Certaines boissons lactées étaient très bien classées alors qu’elles contenaient du sucre. Par exemple, des yaourts à boire obtenaient un B alors qu’ils contiennent plus de 10 grammes de sucre pour 100 millilitres, soit comme un soda. Même chose pour les laits fermentés ou les laits végétaux, qui étaient classés A ou B. Toutes ces boissons sucrées seront désormais classées D ou E.

Quant au lait, jusqu’ici A ou B, une distinction va désormais être faite entre le lait écrémé et le lait demi-écrémé, qui vont passer en D, et le lait entier qui va être déclassé en C.

Pour les jus de fruits, pas de changement prévu car ils sont bien couverts par le Nutri-Score.
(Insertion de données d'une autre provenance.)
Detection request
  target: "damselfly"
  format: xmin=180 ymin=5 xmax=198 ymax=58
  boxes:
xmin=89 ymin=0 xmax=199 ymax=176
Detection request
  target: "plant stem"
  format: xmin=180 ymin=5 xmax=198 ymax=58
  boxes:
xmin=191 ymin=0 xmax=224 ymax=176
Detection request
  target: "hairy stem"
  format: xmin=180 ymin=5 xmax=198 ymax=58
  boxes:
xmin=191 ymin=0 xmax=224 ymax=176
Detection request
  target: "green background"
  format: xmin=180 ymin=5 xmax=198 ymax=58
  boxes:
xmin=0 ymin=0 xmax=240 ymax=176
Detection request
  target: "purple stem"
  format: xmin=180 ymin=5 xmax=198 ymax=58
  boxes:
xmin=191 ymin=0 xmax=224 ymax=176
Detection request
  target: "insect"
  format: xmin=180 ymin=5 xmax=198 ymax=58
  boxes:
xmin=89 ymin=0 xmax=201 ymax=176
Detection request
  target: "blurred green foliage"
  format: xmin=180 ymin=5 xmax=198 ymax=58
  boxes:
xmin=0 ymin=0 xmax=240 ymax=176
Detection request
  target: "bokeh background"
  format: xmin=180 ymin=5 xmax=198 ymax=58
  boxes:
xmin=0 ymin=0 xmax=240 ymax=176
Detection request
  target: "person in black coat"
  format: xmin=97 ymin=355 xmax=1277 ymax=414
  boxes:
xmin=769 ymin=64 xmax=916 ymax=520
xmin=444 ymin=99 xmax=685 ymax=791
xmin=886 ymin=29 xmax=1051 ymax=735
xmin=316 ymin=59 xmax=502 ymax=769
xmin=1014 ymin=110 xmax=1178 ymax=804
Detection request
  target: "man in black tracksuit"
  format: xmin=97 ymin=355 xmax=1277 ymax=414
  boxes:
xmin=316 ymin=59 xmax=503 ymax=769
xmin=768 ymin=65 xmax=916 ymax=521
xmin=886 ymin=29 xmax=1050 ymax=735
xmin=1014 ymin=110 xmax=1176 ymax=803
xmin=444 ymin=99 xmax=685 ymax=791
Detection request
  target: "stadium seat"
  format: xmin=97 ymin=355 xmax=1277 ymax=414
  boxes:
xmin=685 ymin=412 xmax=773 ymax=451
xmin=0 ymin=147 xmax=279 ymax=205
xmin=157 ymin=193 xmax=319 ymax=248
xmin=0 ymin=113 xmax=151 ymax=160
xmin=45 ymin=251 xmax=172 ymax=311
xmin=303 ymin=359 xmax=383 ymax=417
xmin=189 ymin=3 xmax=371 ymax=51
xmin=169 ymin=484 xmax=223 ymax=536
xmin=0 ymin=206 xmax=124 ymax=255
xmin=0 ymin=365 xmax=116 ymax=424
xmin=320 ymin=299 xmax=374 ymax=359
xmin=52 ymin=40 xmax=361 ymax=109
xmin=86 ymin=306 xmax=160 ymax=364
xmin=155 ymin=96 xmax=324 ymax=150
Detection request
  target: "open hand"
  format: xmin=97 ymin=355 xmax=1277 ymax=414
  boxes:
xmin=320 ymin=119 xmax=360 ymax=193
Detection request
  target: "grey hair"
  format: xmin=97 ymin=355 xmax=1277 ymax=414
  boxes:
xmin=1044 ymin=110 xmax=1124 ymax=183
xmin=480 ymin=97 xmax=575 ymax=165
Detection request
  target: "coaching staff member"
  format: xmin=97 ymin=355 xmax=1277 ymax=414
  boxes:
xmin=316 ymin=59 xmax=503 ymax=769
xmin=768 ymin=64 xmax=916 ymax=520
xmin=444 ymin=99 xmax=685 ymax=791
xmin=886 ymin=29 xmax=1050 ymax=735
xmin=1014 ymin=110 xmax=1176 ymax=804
Leur note varie selon leur teneur en sucre : les nectars sont classés D ou E, les purs jus sont classés C ou D. Même chose pour les sodas, pas de modification prévue, car ils sont déjà gratifiés d’un E. Seules les boissons très faiblement sucrées, contenant moins de 2 grammes de sucre par millilitres, seront reclassées en B au lieu de C.

Une importante mise à jour va aussi être effectuée sur les boissons à base d’édulcorants, pourquoi ?

Des études scientifiques ont montré que boire des boissons édulcorées avait peu d’avantage sur la santé par rapport à un soda classique. Ce n’est pas légitime que les sodas « light » ou « zéro sucre » soient classés B, alors ils vont être pénalisés dans le nouvel algorithme et passeront au minimum à C. Les sodas qui mélangent édulcorants et sucres seront eux notés D ou E.

Quelles sont les prochaines améliorations en réflexion ?

La question qui se pose maintenant est celle des aliments ultra-transformés qui contiennent beaucoup d’additifs, qu’on ne prend pas en compte dans le calcul du Nutri-Score. Les chercheurs proposent qu’un bandeau noir figure autour du Nutri-Score pour alerter le consommateur sur ces aliments.

En attendant ce futur bandeau noir, je conseille de regarder la liste des ingrédients sur l’étiquette : si elle est très longue avec des noms savants, c’est sans doute un produit ultra-transformé. Comme pour les aliments classés D ou E, il ne faut pas arrêter de les manger mais en limiter la consommation.